What’s more, according to TVS Interfleet technical director Kevin Walker, in the future, it will look at introducing intelligent drum speeds, which will automatically slow the rotation speed as the truck enters a bend.

Another safety improvement relates to an improved drum restraint.

“In a rollover situation, this invention helps to keep the drum in position,” explains Walker. He says it typically takes 0.5G of force to dislodge the drum. However, thanks to this truck’s new design, the figure has been increased to 1.5G.

“So, it’s effectively three times as safe.”

Another unexpected advantage has been that the truck can make deliveries inside buildings. “Normally on a construction site like that, you would need huge extractor fans to take the fumes out, but you don’t need them with this,” Garner says.

Walker stresses that the project has been a success due to collaboration between all three parties and believes this will also be the case going forwards, saying, “the bodybuilder can’t do it on their own, the OEMs can’t do it on their own, and the customer can’t do it on their own.”


Contract hire firm Vertellus, co-owned by Renault Trucks UK and its dealers, operates a fleet of 30 E-Tech D rigids, and a mix of boxes, curtainsiders and fridge vans, which are loaned for three-month periods. While this route is vastly more cost-effective than buying a truck outright, only to find that it doesn’t suit an operator’s business, there’s still a significant cost.

Vertellus charges £1.50 ($3) per kWh, with customers contracting a minimum of 3000kWh per month, equivalent to 40,000km per annum. This works out at £4500 ($9100) per month and includes all expected standard full contract hire services and the use of a Zenobē-supplied vehicle charger.

“I’m not saying it’s cheap, but in the context of an opportunity to try a vehicle in your home setting, in your own operation, and do your own research and development, which is something that is currently impossible, it’s actually good value,” reckons Vertellus MD Nigel Baxter. “Personally, I don’t like to buy cheap things. I buy good value. And I think this is a good-value opportunity.”

Photos: Tom Cunningham


TVS Interfleet technical director Kevin Walker reckons this project enabled the company to “forget everything we knew about mixers and start again”. As a result, the finished truck features several patented innovations, all of which can be used in future electric mixers, and some can also be transferred to diesel-powered trucks.

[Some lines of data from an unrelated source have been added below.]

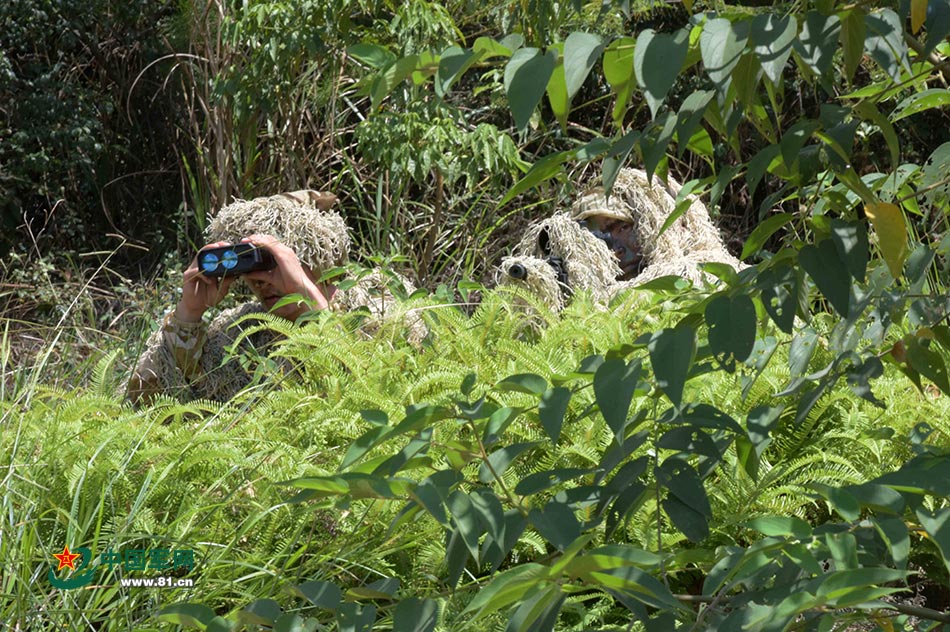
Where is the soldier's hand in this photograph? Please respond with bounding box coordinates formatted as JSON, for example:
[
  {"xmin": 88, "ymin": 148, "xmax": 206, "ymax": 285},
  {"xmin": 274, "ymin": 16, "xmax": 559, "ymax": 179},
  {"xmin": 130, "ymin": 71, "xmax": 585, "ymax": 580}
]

A good example is how the mixer drum is powered. “The first question was would we use Renault’s ePTO, or go direction connection,” says Walker. “The preference was to go direct connection, but due to Renault’s timeline, we won’t have that until later this year. So, then it was a case of moving their mechanical PTO to a position where we could run a hydraulic system to drive the drum.

“But where it gets really clever is that we started to realise that by using electrification and a disconnect between the standard drive model of an ICE, which is associated with engine speed, we can control the mixer away from that setup. So, there is an absolute disconnect between the two. This meant that we could slow down drum speed revolutions, which would make it safer.” TVS initially assumed this would have energy-saving benefits but soon realised that other advantages included safety and a quieter operation.

Walker says TVS developed an entirely new human interface. Whereas, traditionally, the controls are cable- operated, with this mixer, there’s an interface on the screen, which allows drivers to add water, change the rotation speed, charge (load) and discharge (unload) the concrete.

TVS also took the opportunity to make the drum lighter by changing the material it is constructed from. And by reducing the revolutions, it is likely to wear better, too, increasing its longevity by about two years.

“There are a lot of other things that are scheduled to happen for this mixer further down the line,” he says. “We have about seven patents on this vehicle regarding what we’ve already done and what is still to come. We really started to think outside of the box on this and went from effectively being fabricator welders and bodybuilders into software developers. It is an exciting project for us.”